3. On lit dans Josué (5, 5-6) : « Tout le peuple qui était né dans le désert pendant quarante ans, n’avait pas été circoncis. » Donc, si la circoncision enlevait le péché originel, il semble que tous ceux qui moururent dans le désert, aussi bien les petits enfants que les adultes, furent damnés. Et l’on peut faire la même objection pour les enfants qui mouraient avant le huitième jour, puisque comme on l’a dit la circoncision ne devait pas être avancée.

  • Au désert, le peuple était excusé de ne pas observer le précepte de la circoncision, soit parce qu’on ne savait jamais quand il faudrait lever le camp, soit, comme dit S. Jean Damascène, parce que, vivant à l’écart des autres peuples, il n’avait pas besoin d’un signe pour s’en distinguer. Cependant, dit S. Augustin , ceux qui négligeaient le commandement par mépris étaient coupables de désobéissance. Il semble qu’aucun incirconcis ne mourut dans le désert, puisque le Psaume (105, 37) dit : « Il n’y avait pas de malades dans leurs tribus. » Il semble que seuls sont morts au désert ceux qui avaient été circoncis en Égypte. Si cependant quelques incirconcis moururent, il en fut d’eux comme de ceux qui moururent avant l’institution de la circoncision. Et c’est ce qu’il faut entendre aussi des enfants qui, au temps de la loi, mouraient avant le huitième jour.

4. Seul le péché empêche l’entrée au royaume des cieux. Mais même les circoncis ne pouvaient, avant la passion du Christ, entrer dans le royaume des cieux. Par conséquent la circoncision ne les justifiait pas de leur péché.

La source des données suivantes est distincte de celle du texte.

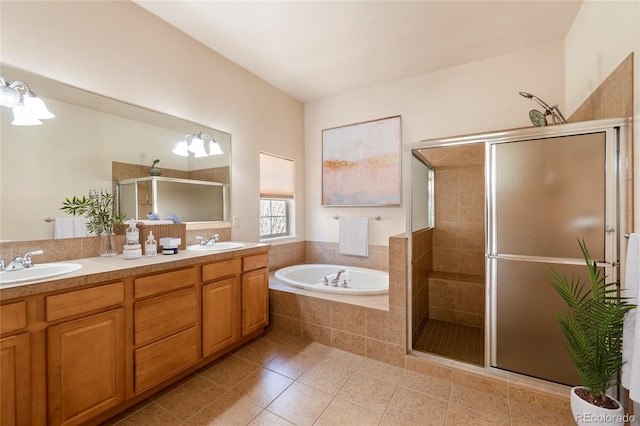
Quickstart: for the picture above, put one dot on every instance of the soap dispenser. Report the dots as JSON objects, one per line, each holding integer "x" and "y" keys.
{"x": 150, "y": 246}
{"x": 132, "y": 235}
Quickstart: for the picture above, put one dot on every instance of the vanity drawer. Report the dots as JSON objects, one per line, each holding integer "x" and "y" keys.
{"x": 83, "y": 301}
{"x": 164, "y": 358}
{"x": 217, "y": 270}
{"x": 164, "y": 282}
{"x": 163, "y": 315}
{"x": 257, "y": 261}
{"x": 14, "y": 317}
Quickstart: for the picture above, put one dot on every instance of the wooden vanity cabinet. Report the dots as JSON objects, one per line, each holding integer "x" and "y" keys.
{"x": 220, "y": 305}
{"x": 85, "y": 354}
{"x": 255, "y": 293}
{"x": 165, "y": 326}
{"x": 15, "y": 369}
{"x": 80, "y": 356}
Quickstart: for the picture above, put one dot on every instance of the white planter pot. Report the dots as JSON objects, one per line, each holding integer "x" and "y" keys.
{"x": 586, "y": 413}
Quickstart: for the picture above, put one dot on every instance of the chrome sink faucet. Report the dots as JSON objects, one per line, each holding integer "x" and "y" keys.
{"x": 22, "y": 262}
{"x": 210, "y": 241}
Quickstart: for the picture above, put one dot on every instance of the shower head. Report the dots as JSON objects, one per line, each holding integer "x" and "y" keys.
{"x": 542, "y": 103}
{"x": 553, "y": 111}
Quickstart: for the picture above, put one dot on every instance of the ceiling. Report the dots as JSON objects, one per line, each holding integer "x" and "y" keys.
{"x": 316, "y": 49}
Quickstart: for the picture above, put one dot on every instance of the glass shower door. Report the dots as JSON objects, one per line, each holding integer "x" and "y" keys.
{"x": 545, "y": 194}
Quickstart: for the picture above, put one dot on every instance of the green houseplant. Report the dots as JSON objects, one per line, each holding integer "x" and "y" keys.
{"x": 593, "y": 334}
{"x": 98, "y": 207}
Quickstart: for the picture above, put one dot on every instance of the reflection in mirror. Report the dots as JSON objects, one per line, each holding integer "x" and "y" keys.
{"x": 92, "y": 143}
{"x": 190, "y": 200}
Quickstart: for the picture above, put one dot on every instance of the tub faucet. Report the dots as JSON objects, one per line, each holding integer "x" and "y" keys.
{"x": 210, "y": 241}
{"x": 334, "y": 282}
{"x": 22, "y": 262}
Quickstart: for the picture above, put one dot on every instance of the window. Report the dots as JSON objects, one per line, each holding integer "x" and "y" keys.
{"x": 273, "y": 217}
{"x": 276, "y": 195}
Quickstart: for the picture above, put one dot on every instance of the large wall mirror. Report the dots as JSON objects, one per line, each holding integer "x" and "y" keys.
{"x": 92, "y": 142}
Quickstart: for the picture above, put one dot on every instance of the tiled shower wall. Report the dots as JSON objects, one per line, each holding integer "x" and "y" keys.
{"x": 456, "y": 286}
{"x": 614, "y": 99}
{"x": 421, "y": 267}
{"x": 458, "y": 237}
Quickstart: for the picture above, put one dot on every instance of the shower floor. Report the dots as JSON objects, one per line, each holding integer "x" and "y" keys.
{"x": 455, "y": 341}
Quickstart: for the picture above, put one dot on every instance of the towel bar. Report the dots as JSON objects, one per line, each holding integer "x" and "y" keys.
{"x": 336, "y": 217}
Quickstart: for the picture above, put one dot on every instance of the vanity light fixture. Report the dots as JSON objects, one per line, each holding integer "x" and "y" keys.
{"x": 28, "y": 109}
{"x": 195, "y": 144}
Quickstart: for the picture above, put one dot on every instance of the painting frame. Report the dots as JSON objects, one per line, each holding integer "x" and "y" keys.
{"x": 362, "y": 164}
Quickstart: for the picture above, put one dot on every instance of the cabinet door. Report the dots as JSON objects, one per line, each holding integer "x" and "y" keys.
{"x": 220, "y": 315}
{"x": 255, "y": 300}
{"x": 14, "y": 380}
{"x": 86, "y": 369}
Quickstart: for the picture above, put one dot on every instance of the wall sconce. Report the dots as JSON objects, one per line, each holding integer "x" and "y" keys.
{"x": 28, "y": 109}
{"x": 195, "y": 144}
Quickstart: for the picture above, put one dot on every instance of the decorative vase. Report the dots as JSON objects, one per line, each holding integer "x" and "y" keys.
{"x": 107, "y": 244}
{"x": 586, "y": 413}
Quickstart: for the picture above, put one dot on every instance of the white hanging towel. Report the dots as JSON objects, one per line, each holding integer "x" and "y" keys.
{"x": 631, "y": 331}
{"x": 70, "y": 227}
{"x": 63, "y": 228}
{"x": 80, "y": 226}
{"x": 354, "y": 236}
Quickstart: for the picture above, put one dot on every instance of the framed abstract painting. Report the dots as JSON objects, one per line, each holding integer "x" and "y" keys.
{"x": 361, "y": 164}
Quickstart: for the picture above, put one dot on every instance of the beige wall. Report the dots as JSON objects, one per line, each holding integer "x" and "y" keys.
{"x": 603, "y": 35}
{"x": 117, "y": 49}
{"x": 475, "y": 97}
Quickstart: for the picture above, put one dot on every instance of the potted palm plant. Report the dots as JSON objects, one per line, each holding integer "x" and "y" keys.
{"x": 99, "y": 209}
{"x": 593, "y": 337}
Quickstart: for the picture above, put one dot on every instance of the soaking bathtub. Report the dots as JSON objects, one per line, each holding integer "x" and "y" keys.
{"x": 319, "y": 277}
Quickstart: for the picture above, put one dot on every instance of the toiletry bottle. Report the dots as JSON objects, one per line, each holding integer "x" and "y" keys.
{"x": 132, "y": 235}
{"x": 150, "y": 246}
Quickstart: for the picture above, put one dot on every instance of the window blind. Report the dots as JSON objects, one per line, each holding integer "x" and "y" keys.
{"x": 276, "y": 176}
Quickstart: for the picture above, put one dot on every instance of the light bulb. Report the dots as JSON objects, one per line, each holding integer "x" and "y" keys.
{"x": 37, "y": 106}
{"x": 182, "y": 149}
{"x": 214, "y": 148}
{"x": 23, "y": 116}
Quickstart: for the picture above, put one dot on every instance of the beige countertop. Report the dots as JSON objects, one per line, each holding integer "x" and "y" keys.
{"x": 100, "y": 269}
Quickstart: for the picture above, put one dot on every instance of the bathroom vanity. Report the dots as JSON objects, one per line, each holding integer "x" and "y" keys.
{"x": 89, "y": 344}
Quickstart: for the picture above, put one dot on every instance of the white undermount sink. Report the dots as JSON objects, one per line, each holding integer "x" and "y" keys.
{"x": 39, "y": 271}
{"x": 225, "y": 245}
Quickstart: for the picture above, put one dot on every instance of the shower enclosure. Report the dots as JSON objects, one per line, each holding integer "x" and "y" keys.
{"x": 508, "y": 205}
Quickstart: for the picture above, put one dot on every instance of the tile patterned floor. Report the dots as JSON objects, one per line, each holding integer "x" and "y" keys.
{"x": 280, "y": 379}
{"x": 455, "y": 341}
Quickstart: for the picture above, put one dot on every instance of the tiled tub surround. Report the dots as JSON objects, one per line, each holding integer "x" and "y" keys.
{"x": 421, "y": 267}
{"x": 378, "y": 334}
{"x": 372, "y": 326}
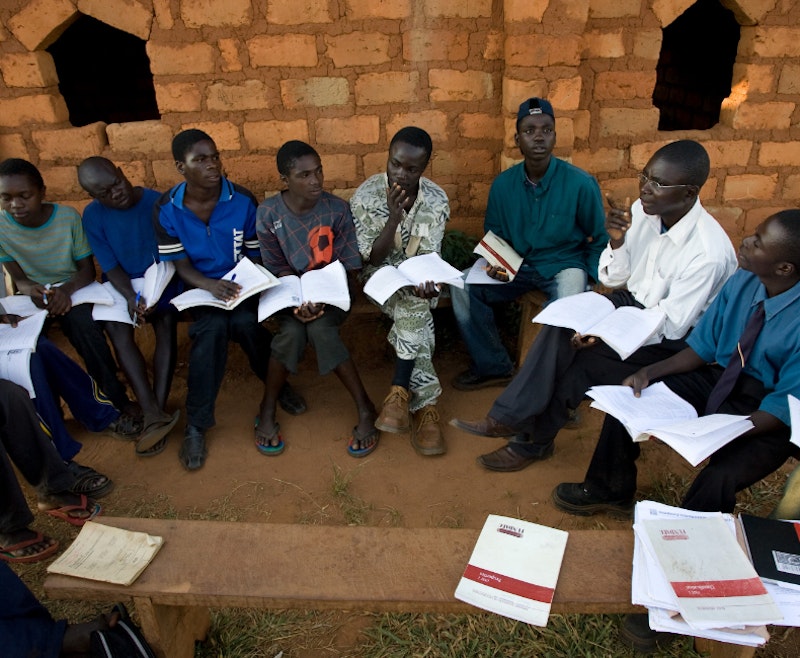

  • La circoncision effaçait le péché originel dans ses conséquences pour la personne, mais elle laissait subsister l’empêchement d’entrer dans le ciel, qui tenait à la nature tout entière, et que fit disparaître la passion du Christ. C’est pourquoi le baptême lui-même, avant la passion du Christ, n’introduisait pas dans le Royaume, et la circoncision, si elle avait subsisté après la passion du Christ, aurait introduit dans le Royaume.

5. Le péché originel n’est pas remis sans les péchés actuels : « Il est impie, dit S. Augustin de n’attendre de Dieu qu’un demi-pardon. » Mais on ne voit nulle part que la circoncision ait remis les péchés actuels. Donc elle ne remettait pas non plus le péché originel.

  • Quand les adultes étaient circoncis, ils recevaient la rémission, non seulement du péché originel, mais aussi des péchés actuels, mais non au point d’être libérés de toute peine due à ceux-ci, comme fait le baptême qui confère une grâce plus abondante.